LABOUR leader Ed Miliband yesterday urged border staff not to strike on the eve of the Olympics.
The Labour leader said he was “totally against” next Thursday’s planned walkout, the day before the Games officially open.
Thousands of staff at the Home Office, including airport immigration workers, are to stage a 24-hour strike in a row over jobs, pay and other issues.
The Public and Commercial Services union (PCS) said its members would take other forms of industrial action, such as a ban on overtime, from July 27 to August 20.
The action will hit border controls at ports and airports, threatening disruption to people travelling to London for the Games.
But Mr Miliband, who has been criticised for his close links to the unions, branded the strikes “totally wrong”.
He said: “I don’t think they should be happening.
“Nothing must be allowed to disrupt the Olympic Games.
“I implore anybody involved in these strikes not to go ahead with them. I don’t think it is right for the country, I think it will cause disruption and I don’t think it’s what people want to see.”
Speaking on a visit to Corby in the East Midlands, he added: “It certainly won’t win any sympathy from the public for the cause that people who are thinking about going on strike are putting forward.”
The strike will involve staff across the Home Office, including the UK Border Agency, the Identity and Passport Service and Criminal Records Bureau.
PCS general secretary Mark Serwotka said: “The lives of staff have been made intolerable by these cuts and they’re at breaking point.
“Ministers have known about these issues for a very long time and need to act now to sort out the chaos they have caused.

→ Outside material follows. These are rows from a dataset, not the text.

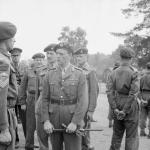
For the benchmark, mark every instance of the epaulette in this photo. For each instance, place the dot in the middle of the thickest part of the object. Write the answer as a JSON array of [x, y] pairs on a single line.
[[133, 69], [74, 67], [50, 69]]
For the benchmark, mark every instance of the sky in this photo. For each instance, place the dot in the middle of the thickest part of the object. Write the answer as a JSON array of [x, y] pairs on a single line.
[[39, 22]]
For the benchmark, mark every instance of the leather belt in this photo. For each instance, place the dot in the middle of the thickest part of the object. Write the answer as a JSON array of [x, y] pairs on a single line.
[[63, 101]]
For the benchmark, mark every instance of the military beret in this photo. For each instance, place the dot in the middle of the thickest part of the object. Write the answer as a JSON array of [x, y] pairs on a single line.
[[126, 52], [16, 51], [51, 47], [7, 30], [81, 51], [38, 55], [148, 65], [65, 46]]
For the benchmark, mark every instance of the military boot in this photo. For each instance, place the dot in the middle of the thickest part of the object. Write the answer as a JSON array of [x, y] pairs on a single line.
[[142, 133], [5, 137], [148, 136], [110, 124]]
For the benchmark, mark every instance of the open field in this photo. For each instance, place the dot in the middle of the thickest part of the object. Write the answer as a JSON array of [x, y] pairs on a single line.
[[101, 140]]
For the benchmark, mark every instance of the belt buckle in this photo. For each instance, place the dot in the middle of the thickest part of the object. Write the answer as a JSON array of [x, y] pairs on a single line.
[[62, 102]]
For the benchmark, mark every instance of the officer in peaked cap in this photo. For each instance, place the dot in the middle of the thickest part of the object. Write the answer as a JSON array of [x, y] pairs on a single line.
[[16, 55], [124, 81], [7, 79], [51, 64], [81, 56], [69, 96], [28, 85]]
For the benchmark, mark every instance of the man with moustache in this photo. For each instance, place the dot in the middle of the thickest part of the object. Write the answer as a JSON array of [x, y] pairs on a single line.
[[8, 87], [81, 56], [51, 64], [64, 101], [27, 98]]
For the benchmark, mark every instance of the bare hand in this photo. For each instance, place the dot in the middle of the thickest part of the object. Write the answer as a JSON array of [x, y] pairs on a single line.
[[48, 127], [71, 128], [23, 107], [90, 115]]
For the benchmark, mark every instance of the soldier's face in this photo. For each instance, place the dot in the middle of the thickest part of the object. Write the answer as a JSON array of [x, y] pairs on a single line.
[[81, 59], [38, 61], [10, 43], [16, 58], [51, 56], [63, 57]]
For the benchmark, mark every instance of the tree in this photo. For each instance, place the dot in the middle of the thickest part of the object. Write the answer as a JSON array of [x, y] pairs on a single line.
[[75, 38]]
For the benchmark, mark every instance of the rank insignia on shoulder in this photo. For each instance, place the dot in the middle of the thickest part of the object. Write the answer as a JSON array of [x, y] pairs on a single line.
[[4, 79]]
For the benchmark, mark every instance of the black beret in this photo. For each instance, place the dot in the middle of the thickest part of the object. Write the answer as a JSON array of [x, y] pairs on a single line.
[[7, 30], [148, 65], [51, 47], [16, 51], [81, 51], [126, 52], [64, 46], [38, 55]]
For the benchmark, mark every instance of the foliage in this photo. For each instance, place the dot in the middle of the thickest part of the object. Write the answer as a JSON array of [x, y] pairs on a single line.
[[75, 38]]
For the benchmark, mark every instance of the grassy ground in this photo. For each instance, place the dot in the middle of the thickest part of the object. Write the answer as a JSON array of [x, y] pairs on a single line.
[[101, 140]]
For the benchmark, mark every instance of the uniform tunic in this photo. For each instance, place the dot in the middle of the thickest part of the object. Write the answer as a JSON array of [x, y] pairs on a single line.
[[64, 100], [145, 95], [27, 96], [8, 94], [122, 90]]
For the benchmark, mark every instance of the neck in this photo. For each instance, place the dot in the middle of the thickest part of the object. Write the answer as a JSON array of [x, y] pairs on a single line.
[[64, 65], [3, 48]]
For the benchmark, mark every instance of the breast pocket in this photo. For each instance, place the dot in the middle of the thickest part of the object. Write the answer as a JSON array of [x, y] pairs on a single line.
[[31, 83], [54, 88]]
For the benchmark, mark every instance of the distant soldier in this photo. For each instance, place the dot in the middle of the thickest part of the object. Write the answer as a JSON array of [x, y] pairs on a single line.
[[81, 56], [64, 101], [27, 99], [110, 113], [16, 55], [8, 87], [145, 101], [122, 90], [51, 64]]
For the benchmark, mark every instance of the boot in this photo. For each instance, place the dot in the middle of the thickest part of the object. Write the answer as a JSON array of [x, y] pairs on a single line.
[[5, 137], [148, 136], [142, 133], [110, 124]]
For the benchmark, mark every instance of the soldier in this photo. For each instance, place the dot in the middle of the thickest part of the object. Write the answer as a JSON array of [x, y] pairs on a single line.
[[51, 64], [145, 101], [122, 90], [110, 113], [64, 101], [27, 99], [16, 55], [81, 56], [8, 87]]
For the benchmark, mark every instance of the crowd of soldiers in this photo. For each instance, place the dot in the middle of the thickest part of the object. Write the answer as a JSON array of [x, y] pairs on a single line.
[[46, 97], [58, 98]]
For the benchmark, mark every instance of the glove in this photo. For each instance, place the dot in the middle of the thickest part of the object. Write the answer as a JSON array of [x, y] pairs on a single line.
[[89, 115], [48, 127]]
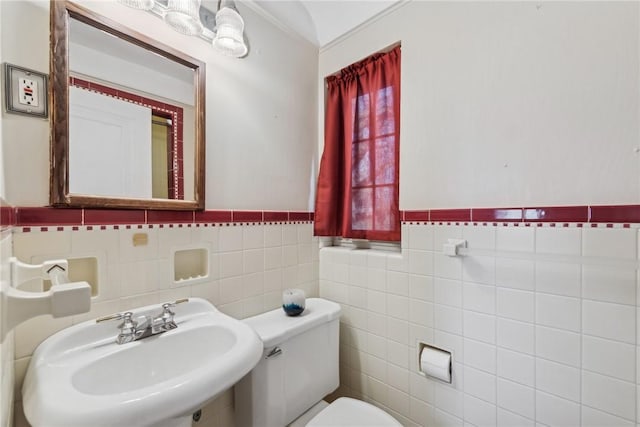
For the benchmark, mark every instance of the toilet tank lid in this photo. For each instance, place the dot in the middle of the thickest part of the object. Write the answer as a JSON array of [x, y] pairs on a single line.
[[274, 327]]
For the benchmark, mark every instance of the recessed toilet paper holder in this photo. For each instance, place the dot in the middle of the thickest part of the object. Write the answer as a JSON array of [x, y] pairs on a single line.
[[435, 363]]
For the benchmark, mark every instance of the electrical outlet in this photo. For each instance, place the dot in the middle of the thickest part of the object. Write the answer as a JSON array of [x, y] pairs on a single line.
[[28, 92]]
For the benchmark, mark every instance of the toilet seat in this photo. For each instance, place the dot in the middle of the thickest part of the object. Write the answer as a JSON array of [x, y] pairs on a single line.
[[344, 412]]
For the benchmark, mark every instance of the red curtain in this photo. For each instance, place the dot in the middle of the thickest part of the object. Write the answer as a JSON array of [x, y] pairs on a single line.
[[357, 193]]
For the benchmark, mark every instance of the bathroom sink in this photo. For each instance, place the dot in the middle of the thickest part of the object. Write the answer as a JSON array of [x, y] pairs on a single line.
[[81, 376]]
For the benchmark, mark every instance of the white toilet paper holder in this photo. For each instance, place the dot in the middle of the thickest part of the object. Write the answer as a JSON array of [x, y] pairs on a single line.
[[441, 369]]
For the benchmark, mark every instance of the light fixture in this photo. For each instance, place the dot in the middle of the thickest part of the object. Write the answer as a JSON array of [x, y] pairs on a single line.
[[224, 29], [139, 4], [184, 16], [229, 38]]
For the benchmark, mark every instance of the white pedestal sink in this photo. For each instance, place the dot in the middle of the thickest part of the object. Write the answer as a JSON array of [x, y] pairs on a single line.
[[81, 377]]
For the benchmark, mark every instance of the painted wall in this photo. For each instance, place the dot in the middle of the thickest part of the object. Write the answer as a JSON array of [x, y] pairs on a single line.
[[260, 111], [511, 103]]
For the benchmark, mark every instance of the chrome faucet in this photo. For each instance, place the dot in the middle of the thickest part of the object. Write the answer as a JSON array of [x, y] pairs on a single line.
[[144, 326]]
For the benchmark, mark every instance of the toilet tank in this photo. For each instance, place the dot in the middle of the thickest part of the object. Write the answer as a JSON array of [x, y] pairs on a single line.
[[299, 365]]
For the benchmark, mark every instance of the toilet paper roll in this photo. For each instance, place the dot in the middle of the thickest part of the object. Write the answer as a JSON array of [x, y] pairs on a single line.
[[436, 363]]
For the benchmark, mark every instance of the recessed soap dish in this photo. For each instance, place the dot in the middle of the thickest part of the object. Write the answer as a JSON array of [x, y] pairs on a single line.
[[189, 265]]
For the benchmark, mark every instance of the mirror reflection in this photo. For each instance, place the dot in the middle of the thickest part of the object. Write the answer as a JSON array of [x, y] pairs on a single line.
[[131, 119]]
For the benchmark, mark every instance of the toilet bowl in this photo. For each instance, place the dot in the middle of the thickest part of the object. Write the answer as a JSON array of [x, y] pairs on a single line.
[[299, 367]]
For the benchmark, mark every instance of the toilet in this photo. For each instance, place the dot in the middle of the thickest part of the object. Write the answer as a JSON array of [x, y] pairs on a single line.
[[299, 366]]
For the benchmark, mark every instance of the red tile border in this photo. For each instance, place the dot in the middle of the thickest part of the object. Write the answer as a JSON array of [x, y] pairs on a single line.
[[450, 215], [169, 217], [616, 214], [557, 214], [497, 214], [416, 215], [108, 216], [247, 216], [213, 216], [48, 216], [275, 216]]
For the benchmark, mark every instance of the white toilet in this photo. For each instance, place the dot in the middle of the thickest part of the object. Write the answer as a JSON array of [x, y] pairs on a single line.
[[299, 366]]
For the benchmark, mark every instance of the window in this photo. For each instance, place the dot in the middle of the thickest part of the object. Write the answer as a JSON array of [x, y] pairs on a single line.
[[358, 187]]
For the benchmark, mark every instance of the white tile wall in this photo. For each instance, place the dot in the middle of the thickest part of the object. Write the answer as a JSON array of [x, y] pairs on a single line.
[[250, 266], [535, 342]]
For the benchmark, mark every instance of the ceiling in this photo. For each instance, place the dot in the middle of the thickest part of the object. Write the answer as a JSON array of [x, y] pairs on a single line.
[[321, 21]]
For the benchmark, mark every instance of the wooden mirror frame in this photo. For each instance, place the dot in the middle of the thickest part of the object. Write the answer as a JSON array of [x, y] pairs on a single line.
[[61, 12]]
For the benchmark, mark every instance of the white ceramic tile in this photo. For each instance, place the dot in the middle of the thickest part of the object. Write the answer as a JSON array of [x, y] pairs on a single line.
[[609, 284], [479, 237], [479, 413], [609, 394], [480, 384], [558, 278], [558, 312], [357, 297], [555, 411], [515, 239], [421, 287], [480, 327], [609, 242], [398, 262], [448, 292], [272, 235], [479, 269], [558, 379], [446, 267], [419, 262], [514, 335], [558, 345], [517, 367], [376, 279], [290, 257], [230, 290], [516, 398], [398, 377], [606, 320], [398, 354], [397, 283], [376, 259], [448, 319], [480, 355], [449, 400], [357, 275], [272, 258], [611, 358], [479, 298], [421, 313], [231, 264], [563, 241], [377, 346], [515, 273], [594, 418], [420, 237], [289, 234], [230, 239], [515, 304], [253, 260], [442, 233], [509, 419], [398, 306]]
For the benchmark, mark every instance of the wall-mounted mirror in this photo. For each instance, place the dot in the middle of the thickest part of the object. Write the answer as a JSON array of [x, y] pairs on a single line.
[[127, 125]]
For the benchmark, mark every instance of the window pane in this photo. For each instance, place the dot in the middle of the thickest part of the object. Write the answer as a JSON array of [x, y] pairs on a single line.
[[385, 160], [360, 165], [385, 123], [362, 209], [386, 212], [361, 117]]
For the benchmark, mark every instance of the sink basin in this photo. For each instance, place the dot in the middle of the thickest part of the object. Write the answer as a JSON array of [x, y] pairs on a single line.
[[81, 377]]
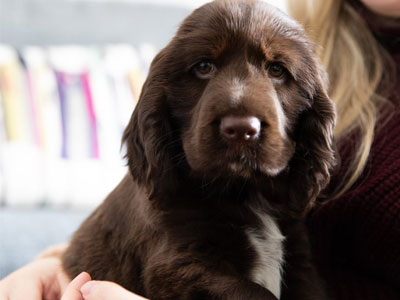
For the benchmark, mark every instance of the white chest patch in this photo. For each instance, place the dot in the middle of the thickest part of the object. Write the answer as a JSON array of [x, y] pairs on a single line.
[[267, 242]]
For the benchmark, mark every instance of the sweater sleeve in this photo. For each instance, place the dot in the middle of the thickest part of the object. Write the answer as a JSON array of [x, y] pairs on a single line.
[[356, 238]]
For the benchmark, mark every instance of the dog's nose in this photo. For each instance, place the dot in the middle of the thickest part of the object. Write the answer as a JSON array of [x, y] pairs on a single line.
[[236, 128]]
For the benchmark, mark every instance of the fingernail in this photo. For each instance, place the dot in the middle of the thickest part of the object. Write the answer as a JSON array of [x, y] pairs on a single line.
[[87, 287]]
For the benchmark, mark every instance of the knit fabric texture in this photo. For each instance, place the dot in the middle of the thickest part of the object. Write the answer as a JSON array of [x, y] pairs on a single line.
[[356, 238]]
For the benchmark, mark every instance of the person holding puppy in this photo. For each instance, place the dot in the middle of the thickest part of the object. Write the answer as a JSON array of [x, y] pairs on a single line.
[[355, 234]]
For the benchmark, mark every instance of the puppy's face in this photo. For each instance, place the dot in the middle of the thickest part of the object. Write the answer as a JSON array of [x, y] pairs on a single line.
[[239, 93], [235, 89]]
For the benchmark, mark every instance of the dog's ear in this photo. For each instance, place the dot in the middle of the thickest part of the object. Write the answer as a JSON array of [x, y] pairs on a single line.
[[315, 156], [148, 134]]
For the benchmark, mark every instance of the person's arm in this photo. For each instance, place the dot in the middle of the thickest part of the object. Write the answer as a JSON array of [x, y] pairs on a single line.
[[44, 278]]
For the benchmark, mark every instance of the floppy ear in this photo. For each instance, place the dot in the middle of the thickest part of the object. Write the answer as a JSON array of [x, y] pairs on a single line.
[[148, 134], [315, 155]]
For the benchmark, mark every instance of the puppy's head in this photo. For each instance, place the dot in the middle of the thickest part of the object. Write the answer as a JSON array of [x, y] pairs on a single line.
[[238, 93]]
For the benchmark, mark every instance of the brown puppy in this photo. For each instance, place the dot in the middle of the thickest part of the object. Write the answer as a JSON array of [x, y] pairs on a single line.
[[229, 145]]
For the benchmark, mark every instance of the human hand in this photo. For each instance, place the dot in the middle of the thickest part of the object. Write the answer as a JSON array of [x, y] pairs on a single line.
[[43, 278]]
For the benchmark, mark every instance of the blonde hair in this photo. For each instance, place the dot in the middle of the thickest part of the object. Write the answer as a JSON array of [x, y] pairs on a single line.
[[355, 63]]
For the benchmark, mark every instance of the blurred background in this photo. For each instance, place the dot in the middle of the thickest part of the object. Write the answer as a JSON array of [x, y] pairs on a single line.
[[70, 74]]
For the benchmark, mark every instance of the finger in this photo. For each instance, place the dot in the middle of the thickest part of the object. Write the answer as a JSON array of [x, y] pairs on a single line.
[[73, 290], [30, 291], [105, 290]]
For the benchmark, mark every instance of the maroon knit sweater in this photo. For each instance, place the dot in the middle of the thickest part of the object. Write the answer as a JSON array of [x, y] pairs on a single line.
[[356, 238]]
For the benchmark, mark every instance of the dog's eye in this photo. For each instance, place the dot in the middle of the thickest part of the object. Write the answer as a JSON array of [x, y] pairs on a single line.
[[276, 70], [204, 69]]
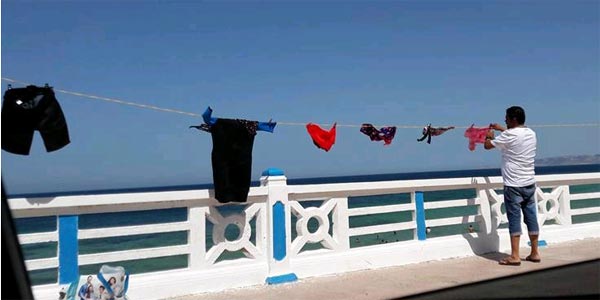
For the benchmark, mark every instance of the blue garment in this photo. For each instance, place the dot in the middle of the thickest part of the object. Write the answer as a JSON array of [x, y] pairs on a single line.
[[517, 199], [262, 126]]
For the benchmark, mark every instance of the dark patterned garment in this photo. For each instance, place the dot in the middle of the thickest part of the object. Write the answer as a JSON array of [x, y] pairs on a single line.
[[385, 134], [429, 131]]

“They’re acting recklessly in cutting so many jobs and privatising services, and are provocatively refusing to talk to us with a genuine desire to reach an agreement.”
Home Secretary Theresa May yesterday branded the PCS strike decision “shameful”.
She said: “They are holding a strike on what is one of the key days for people coming in for the Olympic Games.
“We will of course put contingency arrangements in place to ensure we can deal with people coming through the border as smoothly as possible.”